Secondly, low birth rates can also have seismic economic consequences. A growing chorus of economists have begun to argue that slow population growth makes us all poorer. Declines in childbearing often “portend ominous change in economic prospects [for countries]: major increases in public debt burdens, and slower economic growth” because they eventually lead to declines in the number of adults working, absent major immigration, as the political economists Nicholas Eberstadt and Hans Groth have noted.

This may seem counterintuitive. Most people visualize the economy as a pie, and with more people, the pie must be divided into smaller pieces. So fertility reduction should make us richer!

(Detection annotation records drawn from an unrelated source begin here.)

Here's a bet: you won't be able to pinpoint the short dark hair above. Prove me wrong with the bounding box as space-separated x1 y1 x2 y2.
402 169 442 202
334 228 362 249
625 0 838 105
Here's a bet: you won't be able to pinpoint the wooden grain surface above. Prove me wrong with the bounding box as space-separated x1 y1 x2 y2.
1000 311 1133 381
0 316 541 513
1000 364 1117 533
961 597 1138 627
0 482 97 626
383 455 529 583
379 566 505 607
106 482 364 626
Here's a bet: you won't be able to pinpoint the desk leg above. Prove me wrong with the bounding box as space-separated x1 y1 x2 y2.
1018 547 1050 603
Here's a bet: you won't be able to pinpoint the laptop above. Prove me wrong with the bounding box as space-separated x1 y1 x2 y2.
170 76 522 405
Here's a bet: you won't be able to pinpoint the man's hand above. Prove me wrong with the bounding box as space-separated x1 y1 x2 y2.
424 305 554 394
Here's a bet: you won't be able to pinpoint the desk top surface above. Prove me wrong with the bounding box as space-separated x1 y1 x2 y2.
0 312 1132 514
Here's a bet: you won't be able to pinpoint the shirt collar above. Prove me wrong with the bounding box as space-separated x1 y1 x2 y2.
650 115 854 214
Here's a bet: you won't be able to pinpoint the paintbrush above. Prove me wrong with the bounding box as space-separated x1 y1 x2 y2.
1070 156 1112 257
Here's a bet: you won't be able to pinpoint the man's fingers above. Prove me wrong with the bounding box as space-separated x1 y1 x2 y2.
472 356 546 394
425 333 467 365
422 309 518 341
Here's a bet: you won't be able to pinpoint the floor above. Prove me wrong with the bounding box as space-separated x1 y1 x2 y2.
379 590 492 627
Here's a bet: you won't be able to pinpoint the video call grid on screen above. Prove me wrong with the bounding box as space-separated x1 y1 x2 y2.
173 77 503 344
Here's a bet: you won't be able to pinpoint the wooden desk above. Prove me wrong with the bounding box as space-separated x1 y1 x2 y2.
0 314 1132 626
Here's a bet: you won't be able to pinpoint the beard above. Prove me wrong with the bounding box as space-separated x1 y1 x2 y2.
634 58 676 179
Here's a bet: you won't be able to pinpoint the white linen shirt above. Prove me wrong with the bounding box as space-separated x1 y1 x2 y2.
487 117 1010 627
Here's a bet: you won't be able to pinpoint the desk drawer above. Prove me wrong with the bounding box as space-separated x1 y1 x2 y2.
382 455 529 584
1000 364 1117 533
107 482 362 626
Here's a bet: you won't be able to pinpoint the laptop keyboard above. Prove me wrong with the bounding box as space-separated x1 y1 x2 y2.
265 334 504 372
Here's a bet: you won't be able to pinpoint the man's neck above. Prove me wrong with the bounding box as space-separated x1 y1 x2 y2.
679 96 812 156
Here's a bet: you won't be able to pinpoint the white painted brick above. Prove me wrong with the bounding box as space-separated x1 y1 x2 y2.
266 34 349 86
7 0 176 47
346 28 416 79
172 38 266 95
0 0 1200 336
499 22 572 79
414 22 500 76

But this argument falls apart under a little scrutiny. It’s true that with fewer people, the pie needn’t be shared. But we all know how parties really work: if fewer people are coming, you cook less food. The economy is no different. Businesses only invest in growing markets. If the market is expected to shrink in the future due to low population growth, then businesses won’t invest. Consider how hard it is to grow a business in a shrinking state. The entire business case for investment depends on a growing market. Real estate prices in Appalachia or Detroit, places where populations are falling, aren’t helping families build wealth. Wages in Japan, where fertility has been below replacement for decades, have been even more stagnant than America’s in recent years. Debt and entitlement burdens in declining Eastern European countries are monumental. Academic research from the United States clearly shows that birth rates drive future entrepreneurship.

Thus, if population is shrinking, we can expect to see less investment and less growth. When the party gets smaller, we cook less food, and fewer people bring extra side dishes, leaving us with fewer total food options. Demographic stagnation leads to a diminished material quality of life.

Finally, as J.D. Vance wryly observed at The American Conservative’s annual gala in May, “We should care about declining fertility, not just because it’s bad for our economy, but because we think babies are good, and we think babies are good because we’re not sociopaths.” Babies can be transformative for the men and women who have them, and for the families they build and grow.

“I care about declining fertility because I’ve seen the role of fatherhood, the positive role that it can play in the lives of my friends and in my community. I’ve seen young men who are relatively driftless, but became rooted and grounded when they had children,” Vance said, adding, “And in my own life, I’ve felt the demons that come from a traumatic childhood melt away in the laughter, in the love, of my own son.”

For evidence in support of Vance’s view, one need only look to Japan. In the land of the setting sun, long-term low fertility has dealt a devastating blow to kinship ties and family life. Thanks to the very rapid fertility transition in Japan two generations ago, scores of older Japanese men and women face the prospect of lonely lives and lonelier deaths. Japanese retirees with fewer children, not to mention grandchildren, are often unvisited and cut off from the life of the young. As The New York Times reported in a harrowing account of the lonely old in Japan, “The extreme isolation of elderly Japanese is so common that an entire industry has emerged around it, specializing in cleaning out apartments where decomposing remains are found.

In other words, over the next century, long-term low fertility will leave many countries with dramatically smaller families, more isolated and family-less individuals, stagnating economics, underfunded public pensions, and millions of old people dying alone and untended. Oh, and lots of women will not be able to realize their dream of having two or three children. If we are not careful, the United States could face a demographic challenge akin to that now facing much of Europe and East Asia. That is why all those empty cradles matter.

Lyman Stone is a research fellow at the Institute for Family Studies, and an advisor at the consulting firm Demographic Intelligence. W. Bradford Wilcox, a professor of sociology at the University of Virginia, is a senior fellow at the Institute for Family Studies and a visiting scholar at the American Enterprise Institute.